Influence of Pyridine on the Unique Multi-Electron Redox Cycle of Nickel Diethyldithiocarbamate

Abstract

Nickel is an intriguing metal for use in multi-electron renewable energy storage due to its high earth-abundance and cost-effective nature. Understanding the redox chemistry of this metal could lead to better redox storage molecules for harvested renewable energy. Unlike traditional one-electron redox couples of first row transition metals, nickel dithiocarbamates exhibit a unique multi-electron redox cycle that could increase energy storage capabilities and power performance of redox flow batteries used for renewable energy storage. Herein, we report mechanistic insight to the nickel diethyldithiocarbamate (NiII(dtc)2) redox cycle and characterization of high valent NiIII and NiIV oxidation states of these complexes by in-depth chemical and electrochemical analyses.
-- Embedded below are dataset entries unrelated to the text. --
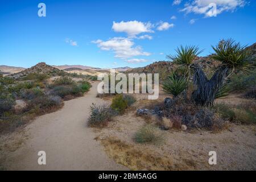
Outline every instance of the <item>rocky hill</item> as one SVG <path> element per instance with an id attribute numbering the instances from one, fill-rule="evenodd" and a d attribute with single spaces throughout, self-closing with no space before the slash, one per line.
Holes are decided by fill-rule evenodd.
<path id="1" fill-rule="evenodd" d="M 67 74 L 66 72 L 61 70 L 47 65 L 46 63 L 42 62 L 30 68 L 26 69 L 16 73 L 8 75 L 8 77 L 18 78 L 26 76 L 31 73 L 40 73 L 52 75 L 65 75 Z"/>
<path id="2" fill-rule="evenodd" d="M 0 73 L 3 76 L 16 73 L 24 70 L 22 67 L 9 67 L 5 65 L 0 65 Z"/>
<path id="3" fill-rule="evenodd" d="M 246 48 L 250 50 L 251 56 L 250 59 L 254 63 L 256 60 L 256 43 Z M 210 75 L 213 71 L 220 65 L 220 63 L 218 61 L 212 59 L 210 56 L 205 57 L 197 57 L 195 59 L 195 63 L 200 64 L 205 72 Z M 159 73 L 159 78 L 161 81 L 166 79 L 170 73 L 177 68 L 177 65 L 174 64 L 172 61 L 158 61 L 150 64 L 144 67 L 136 68 L 131 69 L 126 72 L 126 73 Z"/>

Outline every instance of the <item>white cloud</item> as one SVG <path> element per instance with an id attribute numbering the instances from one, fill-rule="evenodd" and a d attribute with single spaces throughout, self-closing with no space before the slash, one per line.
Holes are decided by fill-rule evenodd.
<path id="1" fill-rule="evenodd" d="M 152 36 L 148 35 L 141 35 L 139 37 L 136 37 L 136 39 L 147 39 L 148 40 L 152 40 L 152 39 L 153 39 Z"/>
<path id="2" fill-rule="evenodd" d="M 125 38 L 114 38 L 106 41 L 97 40 L 92 42 L 98 44 L 102 50 L 113 51 L 115 57 L 127 59 L 137 56 L 149 56 L 150 53 L 143 52 L 139 46 L 134 47 L 132 39 Z"/>
<path id="3" fill-rule="evenodd" d="M 214 3 L 217 6 L 217 14 L 224 11 L 233 11 L 238 7 L 243 7 L 245 0 L 193 0 L 185 5 L 181 11 L 186 13 L 193 13 L 204 14 L 206 17 L 212 15 L 213 7 L 210 4 Z"/>
<path id="4" fill-rule="evenodd" d="M 171 19 L 177 19 L 177 17 L 176 17 L 176 16 L 174 16 L 174 15 L 173 15 L 171 17 Z"/>
<path id="5" fill-rule="evenodd" d="M 181 0 L 174 0 L 172 5 L 179 5 L 181 2 Z"/>
<path id="6" fill-rule="evenodd" d="M 147 62 L 147 60 L 144 59 L 131 59 L 127 60 L 126 60 L 126 61 L 129 63 L 144 63 Z"/>
<path id="7" fill-rule="evenodd" d="M 72 46 L 77 46 L 77 42 L 69 39 L 66 39 L 65 42 Z"/>
<path id="8" fill-rule="evenodd" d="M 168 22 L 161 22 L 159 26 L 158 27 L 157 30 L 159 31 L 167 30 L 170 28 L 172 28 L 174 27 L 174 24 L 170 24 Z"/>
<path id="9" fill-rule="evenodd" d="M 137 20 L 113 22 L 112 29 L 118 32 L 126 32 L 129 36 L 136 35 L 141 33 L 154 32 L 151 30 L 153 25 L 150 22 L 143 23 Z"/>
<path id="10" fill-rule="evenodd" d="M 196 19 L 191 19 L 189 21 L 189 23 L 192 24 L 194 24 L 196 22 Z"/>

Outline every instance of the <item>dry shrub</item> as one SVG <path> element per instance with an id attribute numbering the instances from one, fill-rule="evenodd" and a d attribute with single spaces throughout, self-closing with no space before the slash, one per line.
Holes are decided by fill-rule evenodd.
<path id="1" fill-rule="evenodd" d="M 161 131 L 151 125 L 143 126 L 135 135 L 135 140 L 138 143 L 162 143 L 163 140 Z"/>
<path id="2" fill-rule="evenodd" d="M 97 105 L 94 103 L 90 107 L 88 125 L 90 127 L 104 127 L 116 113 L 106 105 Z"/>
<path id="3" fill-rule="evenodd" d="M 171 117 L 171 121 L 172 122 L 172 127 L 176 129 L 180 129 L 182 125 L 182 117 L 179 115 L 173 115 Z"/>
<path id="4" fill-rule="evenodd" d="M 243 109 L 234 109 L 234 111 L 236 121 L 246 124 L 255 122 L 256 115 L 255 114 L 250 113 Z"/>
<path id="5" fill-rule="evenodd" d="M 170 171 L 196 168 L 197 164 L 191 159 L 184 159 L 184 162 L 180 162 L 174 159 L 173 155 L 154 152 L 141 146 L 136 147 L 116 138 L 108 137 L 101 139 L 101 142 L 110 158 L 131 170 Z"/>

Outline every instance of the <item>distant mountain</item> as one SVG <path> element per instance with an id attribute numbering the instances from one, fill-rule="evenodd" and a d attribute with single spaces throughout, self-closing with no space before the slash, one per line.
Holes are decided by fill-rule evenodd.
<path id="1" fill-rule="evenodd" d="M 67 74 L 63 71 L 47 65 L 46 63 L 42 62 L 37 64 L 30 68 L 26 69 L 20 72 L 11 74 L 8 75 L 7 76 L 18 78 L 26 76 L 31 73 L 43 73 L 52 75 L 65 75 L 65 74 Z"/>
<path id="2" fill-rule="evenodd" d="M 251 56 L 250 59 L 254 63 L 256 60 L 256 43 L 246 48 L 250 51 Z M 206 73 L 210 75 L 220 64 L 220 62 L 212 59 L 209 56 L 204 57 L 197 57 L 195 62 L 201 65 Z M 144 67 L 130 69 L 126 71 L 126 73 L 159 73 L 161 81 L 165 80 L 170 73 L 177 68 L 177 65 L 172 61 L 158 61 L 150 64 Z"/>
<path id="3" fill-rule="evenodd" d="M 80 68 L 81 69 L 96 69 L 96 68 L 91 67 L 88 67 L 88 66 L 84 66 L 82 65 L 52 65 L 53 67 L 55 67 L 56 68 L 58 68 L 60 70 L 63 70 L 65 69 L 68 68 Z"/>
<path id="4" fill-rule="evenodd" d="M 80 70 L 83 70 L 82 68 L 65 68 L 63 69 L 63 71 L 64 71 L 65 72 L 68 72 L 68 71 L 80 71 Z"/>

These results provide a greater understanding of what enables the unique NiII(dtc)2 redox cycle and the conditions that drive these complexes to undergo one-electron or two-electron transfer reactions. Much of this information is gleaned from the inclusion of an ancillary ligand, pyridine, into the electrochemical cycle and understanding how pyridine enables stabilization of an interesting NiIII intermediate. This greater understanding of NiIII and NiIV chemistry is fundamental in nature and demonstrates the need for further exploration and application of dithiocarbamates in the field of renewable energy storage.